Special Considerations

  • Before the dentist undertakes any dental procedure involving a patient with cancer, he/she should; contact the patient's primary care physician regarding the need for any pre-medication. This includes use of antibiotics to protect against bacteremias.
  • The dentist's main concern before providing care to a patient receiving chemotherapy relates to adequate numbers of white blood cells and platelets.The marrow suppression is usually cyclic and there are periods where risk of infection and bleeding are minimal.
  • Most medications used by dentist to control oral complaints may put an extra burden on the existing condition. It is important to coordinate medical and dental treatment to minimize complication to the patient.
  • Careful clinical and radiographic examination followed by any indicated corrective procedure are essential to minimise subsequent complications of dental pain, abscess, poor hygiene and periodontal disease that may occur during cancer treatment.
  • Extractions and any other pre-radiation surgery should be done with adequate time allowed for tissue healing. This may take from 14 to 21 days and should be co-ordinated with; the radiation oncologist to minimise the delay of radiation treatment.
  • Clinicians also generally recommend that the patient’s remaining dental treatment, including caries removal, smoothing of any rough or sharp surfaces and calculus removal be completed before radiation treatment.
  • The dentist should make standard impressions (using, for example, irreversible hydrocolloid) of the patient’s remaining dentition to fabricate a fluoride carrier or tray.
  • To prevent radiation caries, the patient will need to undergo daily fluoride treatments (e.g. 1 percent neutral sodium fluoride gel in the carrier for five minutes). Therefore, the carriers should be as comfortable as possible. Carriers are typically made out of standard thick mouthguard materials such as 5- mm ethylene- vinyl copolymer.
  • Implants are no longer absolutely contraindicated in irradiated bone, although there may be decreased success; implant placement can be performed 12 to 18 months after radiation therapy and when possible, implant supported prostheses should be considered instead of tissues supported prostheses, since there might be less likelihood of soft-tissue trauma.
  • Extract teeth in the radiation field that are non-restorable or may pose a future problem, to prevent; extraction-induced; osteoradionecrosis.
  • Conduct a prosthodontic evaluation if indicated. If a removable prosthesis is worn, make sure that it is clean and well adapted to the tissue. Instruct the patient not to wear the prosthesis during treatment, if possible or at the least, not to wear it at night.
  • Remove orthodontic bands and brackets if highly stomatotoxic chemotherapy is planned or if the appliances will be in the radiation field.
  • Consider extracting highly mobile primary teeth in children and teeth that are expected to exfoliate during treatment.

Advise patients to

  • Brush teeth, gums and tongue gently with an extra-soft toothbrush and fluoride toothpaste after every meal and before bed. If brushing hurts, soften the bristles in warm water.
  • Floss teeth gently every day. If gums are sore or bleeding, avoid those areas but; floss other teeth.
  • Follow instructions for using fluoride gel.
  • Avoid mouthwashes containing alcohol.
  • Rinse the mouth with; baking soda and salt solution, followed by a plain water rinse several times a day (Use 1/4 teaspoon each of baking soda and salt in 1 quart of warm water).

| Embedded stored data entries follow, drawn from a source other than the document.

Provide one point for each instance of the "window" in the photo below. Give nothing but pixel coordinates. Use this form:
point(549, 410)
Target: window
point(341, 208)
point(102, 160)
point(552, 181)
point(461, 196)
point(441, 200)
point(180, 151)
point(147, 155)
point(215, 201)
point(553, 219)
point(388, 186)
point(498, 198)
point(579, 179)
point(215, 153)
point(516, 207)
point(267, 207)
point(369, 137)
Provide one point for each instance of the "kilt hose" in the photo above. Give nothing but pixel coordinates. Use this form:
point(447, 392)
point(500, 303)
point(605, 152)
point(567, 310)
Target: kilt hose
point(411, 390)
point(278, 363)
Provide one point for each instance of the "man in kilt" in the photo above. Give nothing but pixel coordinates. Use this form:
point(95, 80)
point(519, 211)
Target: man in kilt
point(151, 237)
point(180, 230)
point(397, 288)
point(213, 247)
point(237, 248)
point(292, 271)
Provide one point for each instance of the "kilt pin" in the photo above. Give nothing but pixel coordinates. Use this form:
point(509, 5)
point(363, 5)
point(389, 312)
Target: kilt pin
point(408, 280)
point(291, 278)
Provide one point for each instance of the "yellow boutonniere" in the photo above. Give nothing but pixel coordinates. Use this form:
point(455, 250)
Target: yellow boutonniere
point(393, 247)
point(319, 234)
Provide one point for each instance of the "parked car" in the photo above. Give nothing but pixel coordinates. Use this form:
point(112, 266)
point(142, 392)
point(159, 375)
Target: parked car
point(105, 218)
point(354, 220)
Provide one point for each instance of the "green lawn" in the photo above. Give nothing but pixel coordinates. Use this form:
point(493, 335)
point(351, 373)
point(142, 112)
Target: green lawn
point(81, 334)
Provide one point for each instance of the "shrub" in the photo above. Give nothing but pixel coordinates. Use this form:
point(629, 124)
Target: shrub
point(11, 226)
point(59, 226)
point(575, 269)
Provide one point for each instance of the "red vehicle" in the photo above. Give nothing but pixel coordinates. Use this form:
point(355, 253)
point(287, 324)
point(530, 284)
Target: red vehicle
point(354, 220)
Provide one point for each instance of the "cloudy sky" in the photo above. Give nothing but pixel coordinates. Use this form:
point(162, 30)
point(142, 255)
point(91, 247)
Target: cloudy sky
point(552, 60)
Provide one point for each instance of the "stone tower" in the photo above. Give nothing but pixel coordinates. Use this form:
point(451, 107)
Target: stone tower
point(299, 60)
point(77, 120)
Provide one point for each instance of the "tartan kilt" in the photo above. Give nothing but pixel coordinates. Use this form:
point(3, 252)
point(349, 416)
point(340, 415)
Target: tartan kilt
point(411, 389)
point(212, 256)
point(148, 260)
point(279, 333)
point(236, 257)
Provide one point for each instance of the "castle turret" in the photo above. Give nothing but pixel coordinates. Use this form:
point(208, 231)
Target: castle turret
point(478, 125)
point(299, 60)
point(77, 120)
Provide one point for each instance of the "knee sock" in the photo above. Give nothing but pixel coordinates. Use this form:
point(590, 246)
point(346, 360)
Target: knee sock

Omit salt during mucositis.
  • Exercise the jaw muscles three times a day to prevent and treat jaw stiffness from radiation. Open and close the mouth as far as possible without causing pain; repeat 20 times.
  • Avoid candy, gum and soda unless they are sugar-free.
  • Avoid spicy or acidic foods, toothpicks, tobacco products and alcohol.
  • Keep the appointment schedule recommended by the dentist.